Erasmo está recluso em seu apartamento na Barra da Tijuca, no Rio de Janeiro. Recentemente, o compositor se reuniu com a banda para gravar um documentário para o Globoplay. Só assim para interromper um hiato de um ano e quatro meses sem tocar com os músicos que o acompanham. Foi emocionante, ele ficou em lágrimas; Erasmo, que já tomou as duas doses da vacina contra a Covid, morre de saudade de estar na estrada: “Esse tesão eu nunca vou perder. Gosto de chegar nas cidades, parar para comer nas churrascarias de beira de estrada, comer queijo coalho”.
Além dos 80 anos, ele tem outro motivo para comemorar. Recentemente, o músico anunciou a cura definitiva de um câncer no fígado, descoberto há quatro anos. Quando o assunto é a vontade de fazer música, Erasmo levanta a voz em tom de proclamação e faz questão de dizer: “Claro, bicho! Se eu parar de fazer música, estou fodido. Ela é o ar que eu respiro”. Esse respiro presente na vida do cantor há tanto tempo continua se renovando. Talvez seja esta uma das maiores características do Tremendão: o espírito jovem, que nada tem a ver com idade.
É um atributo inerente ao homem e ao artista. Por isso, não é de se espantar que ele esteja trabalhando em novos projetos com Supla, que mandou a música, e Erasmo ficou com a missão de fazer a letra, e com o rapper Emicida, parceiro de Alaíde Costa no próximo disco da cantora carioca.
“Procuro ser atual, sou um cara antenado. O novo me fascina, não sei se é coisa de signo”, comenta o geminiano.

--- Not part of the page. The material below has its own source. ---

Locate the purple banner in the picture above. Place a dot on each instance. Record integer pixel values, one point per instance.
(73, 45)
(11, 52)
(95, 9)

Erasmo conta que ouve rádio, vê TV, passeia pela internet e está viciado em séries das plataformas de streaming e nas playlists que tem criado no Spotify. Uma delas tem “seiscentas e tantas músicas”.
Ele diz que ouve de tudo: rock, balada, mambo, calipso, samba, chá-chá-chá, e por aí vai. “Todos os assuntos me interessam, tudo é informação para mim. Sou observador da vida humana. Gosto de assistir ao ‘Big Brother’ para ver o comportamento das pessoas, vejo novela. Tudo me interessa: a natureza, as mazelas... Absorvo tudo como informação, boto no liquidificador e bebo o suco disso”, pontua o cantor.
‘Vejo preconceitos e ódio. Isso me impede de ser feliz’
Por dentro, com a alma atarantada, como nos versos do rock rollinstoniano “Sou uma Criança, Não Entendo Nada”, Erasmo acompanha e recebe as últimas notícias sobre as questões políticas e sociais “de boca aberta, estarrecido com tanta ignorância”. No entanto, ele ainda acredita nas pessoas, mas não esconde sua decepção.
O mundo de hoje não é aquele com o qual ele sonhou e imaginou nos anos 70. “Vejo preconceitos, egoísmo e ódio, bicho. Eu tinha tudo para ser completamente feliz, mas isso me impede de ser. Não posso ser feliz sabendo dessas mazelas. Como cidadão e artista, sofro muito com essas coisas”, pondera.
O cantor ainda guarda muito vivos os conselhos que sua avó materna lhe deu certo dia. Ele incorporou aqueles ensinamentos como uma maneira de se tornar um ser humano melhor: “Primeiro, junte-se aos bons que será um deles. Depois, boa romaria faz quem em sua casa fica em paz e, por último, ame o semelhante como a você mesmo. São coisas com as quais eu me identifico e sigo na minha vida”.
Nesses 80 anos, foram muitas e muitas as vezes em que ele se confrontou diante do espelho. Entre erros e acertos, alegrias e dissabores, o cantor fica contente quando faz uma breve retrospectiva. “Sou orgulhoso do que fiz. Fico me analisando e me acho um cara legal. No fim das contas, sou um homem do bem”, ele pontua. Erasmo Carlos é casca dura, mas também é um poço de amor. E faz questão de distribuí-lo.
Do menino de 8 anos para o homem de 80, o que ele diz conservar é o amor que sua mãe, Maria Diva, lhe deu. “Guardei tudo, peguei tudo e não deixei nada escapar. Só quero semear. O amor verdadeiro é aquele que você entrega sem querer nada em troca. Você entrega e pronto”, ressalta o aniversariante do dia, já no fim da última entrevista daquela quarta-feira.